What do baseball’s Mariano Rivera and Derek Jeter have in common?  They both are rarely-found New York Yankees.  They both are #10 BCARs.  And finally, they both were unanimously voted into baseball’s Hall of Fame.  Well, almost.  Just this week, Jeter fell one vote short.  That’s 396 out of 397 votes.  Wow!

“God bless the sportswriter who stared down overwhelming groupthink to deny Jeter the perfection he had been granted his entire career,” writes one journalist.  To be sure, Jeter was quite the talented player, a captain who led the Yankees to five World Series victories, netted 3,465 career hits, played in 14 MLB All-Star games, and won five Silver Slugger trophies and five Golden Gloves.  However, was Derek Jeter really one of the best players ever?  After all, he never won an MVP award, and he never led the league in batting, on-base percentage or slugging in any of his 20 seasons.  For that matter, did Rivera deserve to get into the Hall of Fame unanimously (the first ever in history)?  As one author writes, “Rivera only pitched a mere inning on average per outing. That kept him from providing as much value as most of baseball’s starters in a given year.”  He goes on to write,  “It’s merely that he (Jeter) was always inferior to many of his less-well-regarded contemporaries: A-Rod (#5 FEIR), Ken Griffey Jr. (#1 FEAR), Barry Bonds (#1 FEAR), Adrian Beltre (#1 FEAR), Pedro Martinez (#1 FEIR) and many others were denied Jeter’s degree of attention, fame and repute despite having more productive careers.”
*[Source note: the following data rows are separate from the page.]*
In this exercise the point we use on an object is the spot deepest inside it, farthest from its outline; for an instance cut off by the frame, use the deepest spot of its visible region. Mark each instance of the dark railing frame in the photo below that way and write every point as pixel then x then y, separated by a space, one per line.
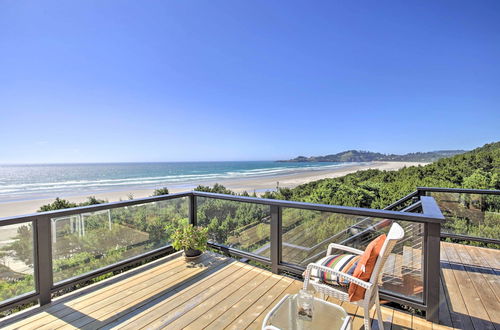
pixel 422 191
pixel 43 242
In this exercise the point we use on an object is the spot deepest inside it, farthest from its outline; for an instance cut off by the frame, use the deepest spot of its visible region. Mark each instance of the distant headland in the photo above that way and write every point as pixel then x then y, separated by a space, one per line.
pixel 368 156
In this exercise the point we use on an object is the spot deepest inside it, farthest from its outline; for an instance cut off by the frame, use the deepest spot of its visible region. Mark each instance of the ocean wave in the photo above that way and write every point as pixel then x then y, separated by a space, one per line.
pixel 149 181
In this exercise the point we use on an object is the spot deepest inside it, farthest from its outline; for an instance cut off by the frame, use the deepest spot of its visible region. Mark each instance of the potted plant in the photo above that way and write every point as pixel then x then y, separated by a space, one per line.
pixel 191 239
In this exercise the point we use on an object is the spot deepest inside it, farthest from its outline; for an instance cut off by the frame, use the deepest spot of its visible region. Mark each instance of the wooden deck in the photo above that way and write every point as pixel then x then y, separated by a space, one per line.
pixel 222 293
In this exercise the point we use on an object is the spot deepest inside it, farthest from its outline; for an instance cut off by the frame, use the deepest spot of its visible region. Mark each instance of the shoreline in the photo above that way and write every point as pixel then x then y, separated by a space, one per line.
pixel 257 184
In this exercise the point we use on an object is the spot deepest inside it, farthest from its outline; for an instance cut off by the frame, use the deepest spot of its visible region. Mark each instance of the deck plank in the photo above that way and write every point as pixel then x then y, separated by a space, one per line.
pixel 99 312
pixel 471 298
pixel 166 313
pixel 458 311
pixel 261 304
pixel 481 284
pixel 232 313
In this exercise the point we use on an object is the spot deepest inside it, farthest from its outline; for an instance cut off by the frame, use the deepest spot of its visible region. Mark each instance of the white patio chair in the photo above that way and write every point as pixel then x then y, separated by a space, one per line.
pixel 371 295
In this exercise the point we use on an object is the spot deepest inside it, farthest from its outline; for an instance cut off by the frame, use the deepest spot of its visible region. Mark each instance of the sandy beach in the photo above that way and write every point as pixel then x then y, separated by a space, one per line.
pixel 259 185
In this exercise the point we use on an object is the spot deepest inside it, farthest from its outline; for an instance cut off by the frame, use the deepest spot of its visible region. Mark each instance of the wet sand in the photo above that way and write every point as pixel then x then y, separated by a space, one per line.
pixel 259 185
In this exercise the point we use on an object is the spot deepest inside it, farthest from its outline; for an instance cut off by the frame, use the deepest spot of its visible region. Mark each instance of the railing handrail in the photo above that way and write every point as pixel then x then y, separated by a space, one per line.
pixel 377 213
pixel 396 215
pixel 460 190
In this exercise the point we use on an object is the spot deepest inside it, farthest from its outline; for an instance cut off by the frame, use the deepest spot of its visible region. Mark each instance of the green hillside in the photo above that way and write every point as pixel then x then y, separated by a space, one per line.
pixel 479 168
pixel 368 156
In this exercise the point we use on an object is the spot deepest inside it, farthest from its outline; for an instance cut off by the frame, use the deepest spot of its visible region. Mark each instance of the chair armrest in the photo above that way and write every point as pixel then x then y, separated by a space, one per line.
pixel 334 246
pixel 347 277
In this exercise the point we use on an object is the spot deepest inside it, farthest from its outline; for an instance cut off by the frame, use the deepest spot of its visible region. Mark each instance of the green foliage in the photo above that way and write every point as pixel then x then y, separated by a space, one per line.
pixel 367 156
pixel 217 189
pixel 60 204
pixel 160 191
pixel 190 237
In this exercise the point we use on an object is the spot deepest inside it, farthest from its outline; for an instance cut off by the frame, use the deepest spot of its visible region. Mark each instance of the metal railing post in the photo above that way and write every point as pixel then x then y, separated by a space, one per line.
pixel 432 258
pixel 275 238
pixel 43 259
pixel 432 270
pixel 192 210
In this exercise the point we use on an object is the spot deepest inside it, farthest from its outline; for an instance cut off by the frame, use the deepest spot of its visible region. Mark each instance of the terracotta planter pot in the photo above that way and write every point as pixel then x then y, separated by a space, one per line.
pixel 192 254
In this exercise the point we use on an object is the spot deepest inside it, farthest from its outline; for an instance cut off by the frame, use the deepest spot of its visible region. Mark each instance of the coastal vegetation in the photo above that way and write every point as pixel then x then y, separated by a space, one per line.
pixel 368 156
pixel 88 241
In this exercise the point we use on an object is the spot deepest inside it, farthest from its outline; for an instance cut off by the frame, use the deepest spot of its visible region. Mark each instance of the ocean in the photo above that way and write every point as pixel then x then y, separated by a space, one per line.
pixel 24 182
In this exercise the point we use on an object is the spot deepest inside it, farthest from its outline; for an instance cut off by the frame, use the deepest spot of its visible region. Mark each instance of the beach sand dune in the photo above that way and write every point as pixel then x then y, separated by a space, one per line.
pixel 259 185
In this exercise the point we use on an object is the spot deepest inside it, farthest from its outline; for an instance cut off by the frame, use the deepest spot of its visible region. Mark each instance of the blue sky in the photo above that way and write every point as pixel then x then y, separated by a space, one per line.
pixel 92 81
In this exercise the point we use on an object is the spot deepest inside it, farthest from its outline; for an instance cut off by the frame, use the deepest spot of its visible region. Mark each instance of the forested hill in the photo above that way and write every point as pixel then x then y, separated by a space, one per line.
pixel 479 168
pixel 368 156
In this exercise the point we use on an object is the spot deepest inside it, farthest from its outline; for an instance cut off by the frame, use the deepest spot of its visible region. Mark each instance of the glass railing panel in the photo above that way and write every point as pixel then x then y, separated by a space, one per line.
pixel 16 260
pixel 85 242
pixel 240 225
pixel 307 234
pixel 476 215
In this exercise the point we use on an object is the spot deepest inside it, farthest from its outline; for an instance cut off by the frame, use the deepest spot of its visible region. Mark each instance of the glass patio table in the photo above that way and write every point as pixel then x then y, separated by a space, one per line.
pixel 325 316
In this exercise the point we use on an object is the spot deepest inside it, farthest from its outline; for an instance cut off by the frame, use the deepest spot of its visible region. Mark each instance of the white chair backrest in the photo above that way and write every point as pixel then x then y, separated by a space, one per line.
pixel 395 234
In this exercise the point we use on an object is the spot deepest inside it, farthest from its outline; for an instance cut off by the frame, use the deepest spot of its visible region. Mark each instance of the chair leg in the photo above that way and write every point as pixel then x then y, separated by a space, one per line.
pixel 367 318
pixel 379 312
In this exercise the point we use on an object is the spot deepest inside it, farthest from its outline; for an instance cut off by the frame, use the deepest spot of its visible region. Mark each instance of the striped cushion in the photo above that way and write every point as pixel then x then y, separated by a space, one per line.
pixel 345 263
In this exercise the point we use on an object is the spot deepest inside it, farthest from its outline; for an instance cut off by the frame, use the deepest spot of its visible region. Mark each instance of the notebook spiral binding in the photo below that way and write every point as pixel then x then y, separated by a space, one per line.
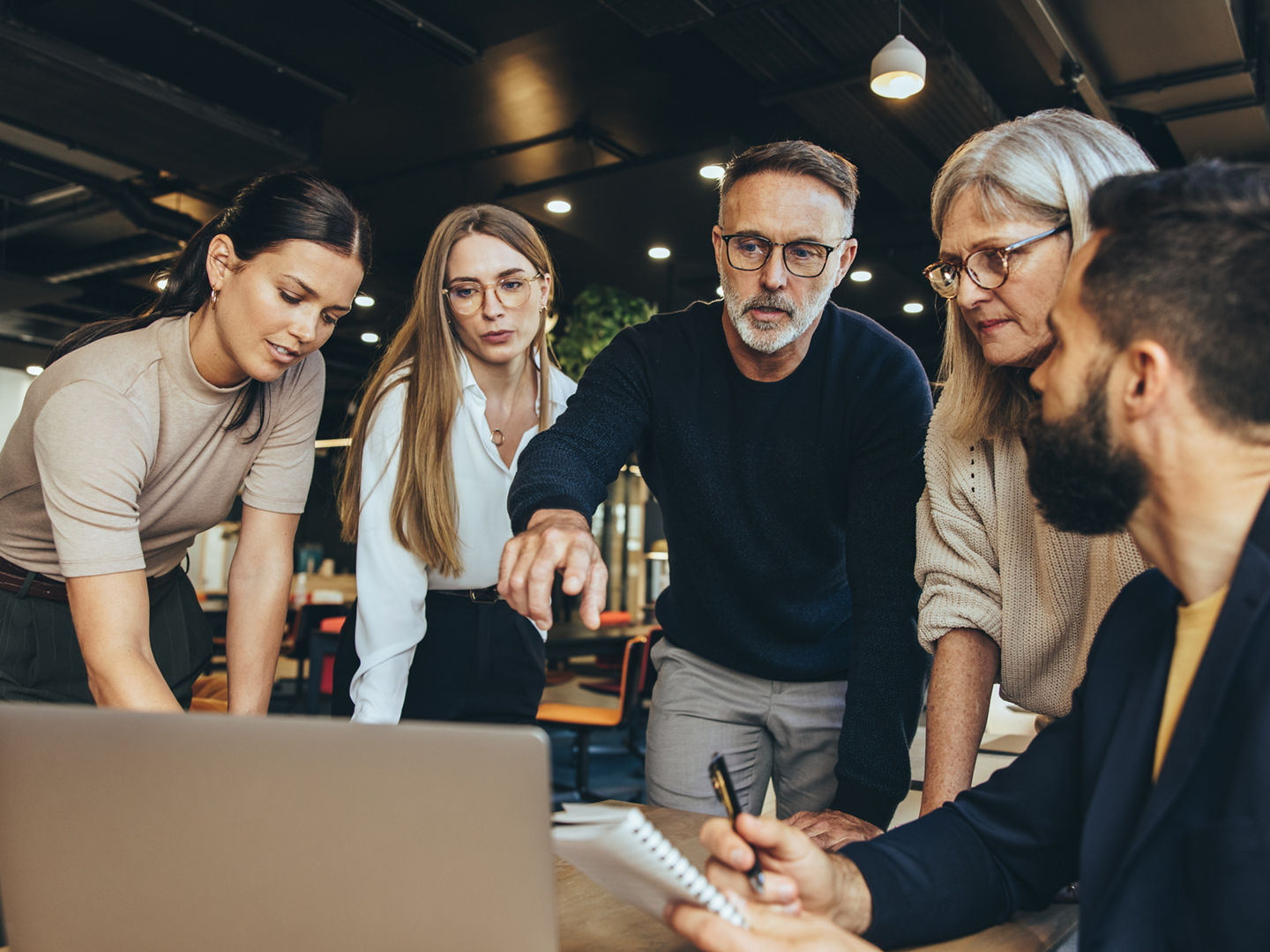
pixel 692 879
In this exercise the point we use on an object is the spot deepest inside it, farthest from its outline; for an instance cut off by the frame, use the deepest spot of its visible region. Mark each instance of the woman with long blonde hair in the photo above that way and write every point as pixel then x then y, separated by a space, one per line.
pixel 464 385
pixel 1005 596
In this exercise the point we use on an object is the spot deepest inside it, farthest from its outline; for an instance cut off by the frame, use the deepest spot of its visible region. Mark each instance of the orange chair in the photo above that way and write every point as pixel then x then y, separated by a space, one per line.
pixel 583 718
pixel 297 643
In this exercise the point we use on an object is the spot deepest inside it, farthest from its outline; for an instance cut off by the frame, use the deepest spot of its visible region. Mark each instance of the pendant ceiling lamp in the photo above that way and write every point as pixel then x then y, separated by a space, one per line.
pixel 900 69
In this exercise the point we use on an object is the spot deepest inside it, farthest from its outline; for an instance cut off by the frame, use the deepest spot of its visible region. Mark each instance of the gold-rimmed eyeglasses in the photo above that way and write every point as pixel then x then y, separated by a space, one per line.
pixel 989 267
pixel 467 297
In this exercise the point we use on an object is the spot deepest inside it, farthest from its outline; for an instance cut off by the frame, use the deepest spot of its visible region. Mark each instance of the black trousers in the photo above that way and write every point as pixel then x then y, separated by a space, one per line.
pixel 40 652
pixel 476 663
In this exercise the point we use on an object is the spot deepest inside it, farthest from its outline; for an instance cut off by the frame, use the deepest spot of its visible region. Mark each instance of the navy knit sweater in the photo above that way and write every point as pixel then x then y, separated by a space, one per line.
pixel 788 512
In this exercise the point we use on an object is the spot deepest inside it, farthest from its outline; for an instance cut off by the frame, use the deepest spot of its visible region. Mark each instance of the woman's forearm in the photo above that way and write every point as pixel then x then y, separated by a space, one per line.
pixel 957 711
pixel 112 622
pixel 259 585
pixel 253 634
So what gives?  Why such acclamation and acceptance for Rivera and Jeter?  If we think about it, perhaps one big reason may be simply due to their likability.  Not all #10 BCARs have amiable personalities (think of Tiger Woods or Kareem Abdul Jabbar), but Mariano and Derek were two unique #10s well-loved by both fans and even their enemies.  To be sure, there is more to sports than talent.  Personality is huge.  The 397 HoF judges are human, not complete impartial officials.  This is why, as many speculate, Curt Schilling (#13 FCIR) is still waiting at the famous Hall’s gates.  Schilling has not shied away from expressing his political views over the years, and it’s cost him at the hands of several subjective (and liberal) baseball judges.

Also inducted alongside Jeter was Larry Walker.  Mr. Walker was a rare MLB lefty #1 FEAR Caucasian gifted in both hitting and fielding.  He didn’t actually think he would make it, Tweeting, “Although I believe I’m going to come up a little short today I still wanna thank all you that have been pulling for me and showing your support. I’m grateful for all of you! It’s been fun leading up to today reading everyone’s thoughts.”  Yet, the phone call finally came, and thus the only two men to be inducted this year were both ‘feeling’ Animates!